An Introduction to Income Inequality and Economic Mobility

by Anise Vance

This is the second in a series of pieces on opportunity, income inequality, and economic mobility. Complementing The Boston Foundation’s Opportunity Forums, and its year-long effort to highlight income inequality, this series will touch on a wide variety of research and topics pertaining to economic mobility. For more on the Opportunity Forums, please visit:

On September 17, 2011, a group of protesters descended on New York City’s Zuccotti Park. Eventually numbering in the thousands, the protesters camped in the park for almost two months. In that time, they inspired the Occupy Movement, an international phenomenon that engaged thousands upon thousands of people unhappy with the economic status quo. While the movement’s messages were diverse, and sometimes contradictory, a central issue dominated their agenda: income inequality.

Understandably attuned to the drama of Occupy Wall Street, US national media focus broadened to include income inequality. Monthly mentions of the word “inequality” in US newspapers tripled. Presidential candidates across the political spectrum took heed of the issue as it rose in the nation’s collective consciousness. Four years later, the 2016 presidential hopefuls are still talking about it.

Despite what recent media coverage might suggest, income inequality, and the poverty it implies, is an old and stubbornly persistent issue. The 20th century, a period of economic booms and busts, included two grand federal projects aimed at addressing poverty: Franklin Delano Roosevelt’s New Deal and Lyndon Johnson’s Great Society. Public figures, including Dr.
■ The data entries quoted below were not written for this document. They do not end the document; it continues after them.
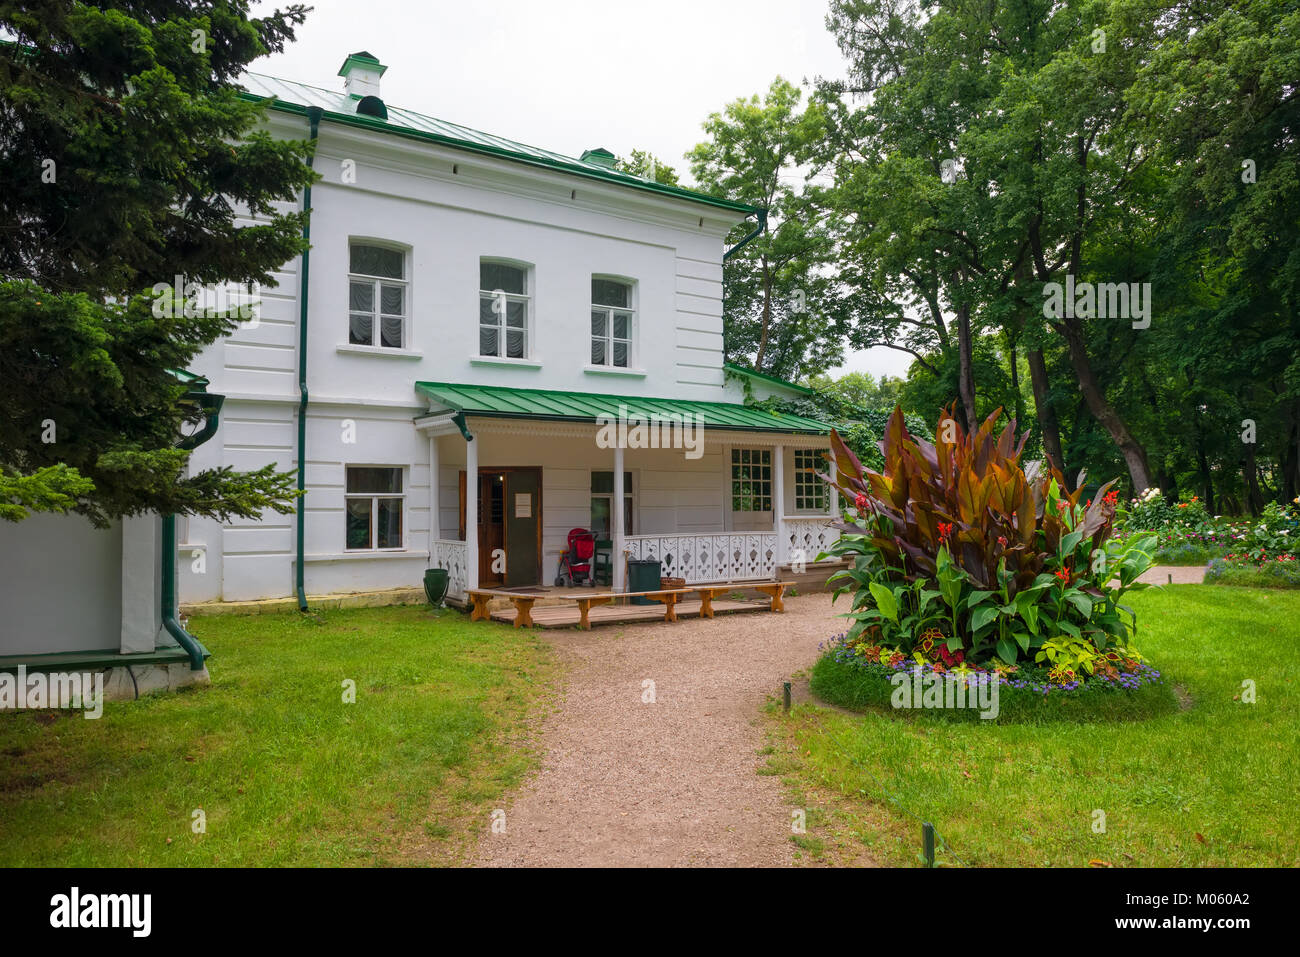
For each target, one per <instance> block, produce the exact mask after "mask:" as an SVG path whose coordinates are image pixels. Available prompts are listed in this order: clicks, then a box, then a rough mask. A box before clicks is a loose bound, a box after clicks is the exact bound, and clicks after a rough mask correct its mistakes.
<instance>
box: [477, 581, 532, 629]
mask: <svg viewBox="0 0 1300 957" xmlns="http://www.w3.org/2000/svg"><path fill="white" fill-rule="evenodd" d="M465 594H467V596H468V597H469V603H471V610H469V620H471V622H486V620H487V619H490V618H491V611H490V610H489V609H487V605H489V603H490V602H491V599H493V598H510V601H511V602H513V605H515V627H516V628H524V627H525V625H526V627H530V625H532V624H533V603H534V602H536V601H537V599H538V598H541V596H537V594H516V593H515V592H502V590H500V589H498V588H473V589H467V590H465Z"/></svg>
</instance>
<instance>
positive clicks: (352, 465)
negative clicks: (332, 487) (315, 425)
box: [344, 465, 406, 551]
mask: <svg viewBox="0 0 1300 957" xmlns="http://www.w3.org/2000/svg"><path fill="white" fill-rule="evenodd" d="M344 497H346V510H347V549H348V550H351V551H367V550H370V551H376V550H380V549H400V547H402V514H403V506H404V498H406V497H404V494H403V492H402V469H400V468H381V467H376V465H348V468H347V492H346V495H344Z"/></svg>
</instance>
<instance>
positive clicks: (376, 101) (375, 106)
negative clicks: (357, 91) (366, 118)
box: [356, 96, 389, 120]
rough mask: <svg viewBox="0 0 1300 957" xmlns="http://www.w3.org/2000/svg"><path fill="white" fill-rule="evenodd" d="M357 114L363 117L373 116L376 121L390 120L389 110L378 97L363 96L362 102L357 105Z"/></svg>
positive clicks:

Martin Luther King Jr., Malcolm X, and numerous other civil rights leaders, were centrally concerned with the economic distance between classes. Yet despite the attention paid to income inequality and poverty, few lasting bridges ran across the chasm between the poor and the wealthy.

Scholars, growing more nuanced in their analyses of poverty, began sounding the income inequality alarm decades ago. In 1980, William Julius Wilson, a sociologist at the University of Chicago (and now at Harvard University), highlighted the role inter-generational accumulation of wealth, or lack thereof, plays in the creation of stagnant economic classes. Douglas Massey and Nancey Denton investigated the spatial arrangement of American cities, linking high rates of segregation to endemic poverty. Richard G. Wilkerson, a British scholar, explored the connection between unequal societies and health outcomes, finding that the two are highly correlated. A vibrant and interdisciplinary body of work thus arose in response to questions of inequality and economic mobility.

Notably, research on income inequality brought two significant sub-themes to the fore. Researchers began focusing on place — that is, the importance of a particular neighborhood, city, or region as a unit of analysis — and the interactions, barriers, and differences between places. The accumulation of familial wealth over time, as opposed to simple calculations on individual earnings, also attracted great attention. Simply put, a spotlight was shone on place and wealth.

Recent research continues to emphasize those two themes. Raj Chetty, an economist at Harvard, underscored the importance of place in series of studies on economic mobility. In those studies, he demonstrates that, holding for personal and familial variables, simply living in one area over another affects an individual’s future earnings. Similarly, Patrick Sharkey, a sociologist at NYU, argues that the concentration of disadvantage in particular neighborhoods is the greatest driver of inequality and, in particular, racial inequality. Geography, it seems, is at the heart of income inequality.

Closer to home, the Boston Federal Reserve bank recently released a report on wealth accumulation in Boston. The report found a startling gap between the wealth accumulated by people of color and white people. The median wealth of Boston’s white households is $247,500; the median wealth of Boston’s Caribbean black population, the city’s richest population of color, is $12,000. Clearly, enormous disparities in wealth are central to Boston’s unequal economic landscape.

The following pieces in this series will delve into much of the current research cited above as well as other work on income inequality and economic mobility. Importantly, our aim is not to prescribe solutions. Rather, we will explore the complexities and nuances of an issue that is among the city’s, and indeed our nation’s, greatest challenges. Our aim is to inform civic discourse with objective data and information in the hopes of fostering greater understanding and unity of vision around so pressing an issue. Our driving question will remain the same throughout: how can we create a city in which every resident has the opportunity to prosper?